Il trattamento dell'osteocondrosi toracica determina il possibile uso di metodi riflessi in esso. È possibile ripristinare la mobilità della schiena, nonché eliminare l'ipertonicità muscolare e gli spasmi utilizzando l'agopuntura (o l'agopuntura). Questo metodo è abbastanza efficace ed è con il suo aiuto che il lavoro dei vasi sanguigni può essere contemporaneamente migliorato, grazie al quale vengono forniti l'apporto di sangue e la nutrizione dei tessuti nell'area dei dischi intervertebrali.

L'agopuntura può anche essere integrata con metodi come la terapia manuale, la fisioterapia, la terapia del vuoto, la moxibustione, il massaggio con coppettazione. Le opzioni elencate sono anche abbastanza efficaci e, inoltre, sono sicure. Con il loro aiuto, la progressione dell'osteocondrosi toracica può essere fermata e i dischi intervertebrali, dopo il loro utilizzo, possono acquisire la normale funzionalità. Può inoltre essere fornita una stimolazione del processo rigenerativo riguardante i tessuti delle vertebre, riduzione/eliminazione del dolore.

La terapia farmacologica è incentrata sull'utilizzo di farmaci antinfiammatori non steroidei; grazie al loro utilizzo è inoltre possibile ridurre le manifestazioni dolorose, sopprimendo contemporaneamente le reazioni infiammatorie delle vertebre colpite (cosa particolarmente importante al momento dell'esacerbazione della manifestazioni della malattia). L'uso di miorilassanti ti consentirà di rilassare i muscoli spinali tesi, riducendo significativamente, ancora una volta, il dolore.

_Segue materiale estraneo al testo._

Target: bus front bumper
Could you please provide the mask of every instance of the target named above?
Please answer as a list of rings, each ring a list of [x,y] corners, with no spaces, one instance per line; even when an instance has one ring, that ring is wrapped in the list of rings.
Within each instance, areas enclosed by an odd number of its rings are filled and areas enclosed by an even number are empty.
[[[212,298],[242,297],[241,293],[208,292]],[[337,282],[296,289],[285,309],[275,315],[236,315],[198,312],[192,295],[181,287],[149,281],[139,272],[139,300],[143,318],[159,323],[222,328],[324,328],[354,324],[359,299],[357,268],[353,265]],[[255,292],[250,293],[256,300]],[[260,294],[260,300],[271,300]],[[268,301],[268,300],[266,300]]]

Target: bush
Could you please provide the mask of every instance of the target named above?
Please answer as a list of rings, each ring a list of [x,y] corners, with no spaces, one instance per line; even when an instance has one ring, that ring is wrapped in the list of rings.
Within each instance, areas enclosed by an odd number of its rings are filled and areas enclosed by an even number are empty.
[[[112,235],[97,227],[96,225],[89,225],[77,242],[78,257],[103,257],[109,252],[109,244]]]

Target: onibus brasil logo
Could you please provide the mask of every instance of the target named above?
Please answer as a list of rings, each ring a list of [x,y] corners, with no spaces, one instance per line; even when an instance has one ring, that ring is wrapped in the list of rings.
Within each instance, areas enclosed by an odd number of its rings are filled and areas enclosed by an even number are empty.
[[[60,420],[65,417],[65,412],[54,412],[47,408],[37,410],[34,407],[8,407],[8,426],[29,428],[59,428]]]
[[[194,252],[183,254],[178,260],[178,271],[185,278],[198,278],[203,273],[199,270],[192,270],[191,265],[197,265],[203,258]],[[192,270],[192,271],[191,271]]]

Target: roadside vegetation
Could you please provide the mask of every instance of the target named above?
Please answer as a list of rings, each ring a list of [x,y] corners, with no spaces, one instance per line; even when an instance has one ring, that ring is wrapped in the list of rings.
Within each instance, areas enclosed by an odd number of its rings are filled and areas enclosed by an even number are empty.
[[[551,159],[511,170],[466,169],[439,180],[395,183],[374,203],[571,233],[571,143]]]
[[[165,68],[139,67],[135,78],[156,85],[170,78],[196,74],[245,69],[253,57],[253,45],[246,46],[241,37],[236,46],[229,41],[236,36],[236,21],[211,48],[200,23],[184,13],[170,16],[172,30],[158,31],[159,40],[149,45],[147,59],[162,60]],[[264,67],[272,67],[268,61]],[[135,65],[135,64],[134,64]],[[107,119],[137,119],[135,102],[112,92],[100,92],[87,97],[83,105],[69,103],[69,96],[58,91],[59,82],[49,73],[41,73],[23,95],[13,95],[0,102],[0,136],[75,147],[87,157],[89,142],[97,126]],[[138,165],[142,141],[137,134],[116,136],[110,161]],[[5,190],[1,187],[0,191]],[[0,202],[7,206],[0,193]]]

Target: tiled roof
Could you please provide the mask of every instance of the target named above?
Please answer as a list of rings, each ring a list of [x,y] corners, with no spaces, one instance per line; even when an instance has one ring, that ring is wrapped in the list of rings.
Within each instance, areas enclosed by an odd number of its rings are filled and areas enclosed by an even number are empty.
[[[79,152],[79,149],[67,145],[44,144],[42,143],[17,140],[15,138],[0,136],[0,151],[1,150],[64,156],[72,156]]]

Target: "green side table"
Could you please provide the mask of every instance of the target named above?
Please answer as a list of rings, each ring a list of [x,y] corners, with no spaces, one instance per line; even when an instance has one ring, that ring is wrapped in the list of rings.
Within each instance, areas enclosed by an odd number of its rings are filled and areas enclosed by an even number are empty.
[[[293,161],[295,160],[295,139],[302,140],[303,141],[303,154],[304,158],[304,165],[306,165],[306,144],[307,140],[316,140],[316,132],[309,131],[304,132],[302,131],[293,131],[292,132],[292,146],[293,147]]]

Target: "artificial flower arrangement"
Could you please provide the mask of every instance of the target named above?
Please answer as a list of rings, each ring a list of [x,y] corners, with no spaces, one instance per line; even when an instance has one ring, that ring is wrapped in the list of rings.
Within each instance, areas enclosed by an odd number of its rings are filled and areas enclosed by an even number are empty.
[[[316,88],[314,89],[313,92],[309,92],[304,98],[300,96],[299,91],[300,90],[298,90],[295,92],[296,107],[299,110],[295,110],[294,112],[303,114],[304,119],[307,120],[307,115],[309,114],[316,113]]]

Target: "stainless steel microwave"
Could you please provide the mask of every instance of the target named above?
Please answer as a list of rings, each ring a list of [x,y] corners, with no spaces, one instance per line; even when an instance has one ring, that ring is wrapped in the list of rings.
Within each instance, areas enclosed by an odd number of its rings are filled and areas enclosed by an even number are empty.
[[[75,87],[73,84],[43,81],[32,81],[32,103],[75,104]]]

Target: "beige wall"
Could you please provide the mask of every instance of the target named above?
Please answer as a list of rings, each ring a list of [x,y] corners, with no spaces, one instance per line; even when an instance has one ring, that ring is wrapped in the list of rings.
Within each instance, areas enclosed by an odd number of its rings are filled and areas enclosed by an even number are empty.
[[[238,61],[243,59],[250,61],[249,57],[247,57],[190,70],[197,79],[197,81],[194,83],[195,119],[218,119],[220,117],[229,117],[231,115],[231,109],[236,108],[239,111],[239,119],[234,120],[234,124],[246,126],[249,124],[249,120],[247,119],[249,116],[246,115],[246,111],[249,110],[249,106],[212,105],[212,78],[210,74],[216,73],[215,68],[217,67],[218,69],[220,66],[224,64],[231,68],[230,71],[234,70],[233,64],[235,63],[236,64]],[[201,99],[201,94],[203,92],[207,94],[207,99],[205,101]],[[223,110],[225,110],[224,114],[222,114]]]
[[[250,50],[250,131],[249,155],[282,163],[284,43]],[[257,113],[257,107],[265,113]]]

Inoltre, può essere applicato anche il trattamento di trazione della malattia - trattamento mediante trazione, a cui sono esposti i tessuti paravertebrali, i muscoli e i legamenti, che contribuisce ad aumentare la distanza tra le singole vertebre. Il risultato nell'intervallo fino a 1, 5 mm è sufficiente per garantire la riduzione del gonfiore, la riduzione della compressione, alleviare la tensione muscolare e normalizzare la circolazione sanguigna.

Si raccomandano anche i sedativi, perché a causa del dolore costante (indipendentemente dalla forma di osteocondrosi), i pazienti diventano agitati e irritabili, il che, di conseguenza, porta alla corrispondente stanchezza del sistema nervoso centrale.

La diagnosi di varie forme di osteocondrosi e osteocondrosi toracica, in particolare, viene eseguita da un neurologo.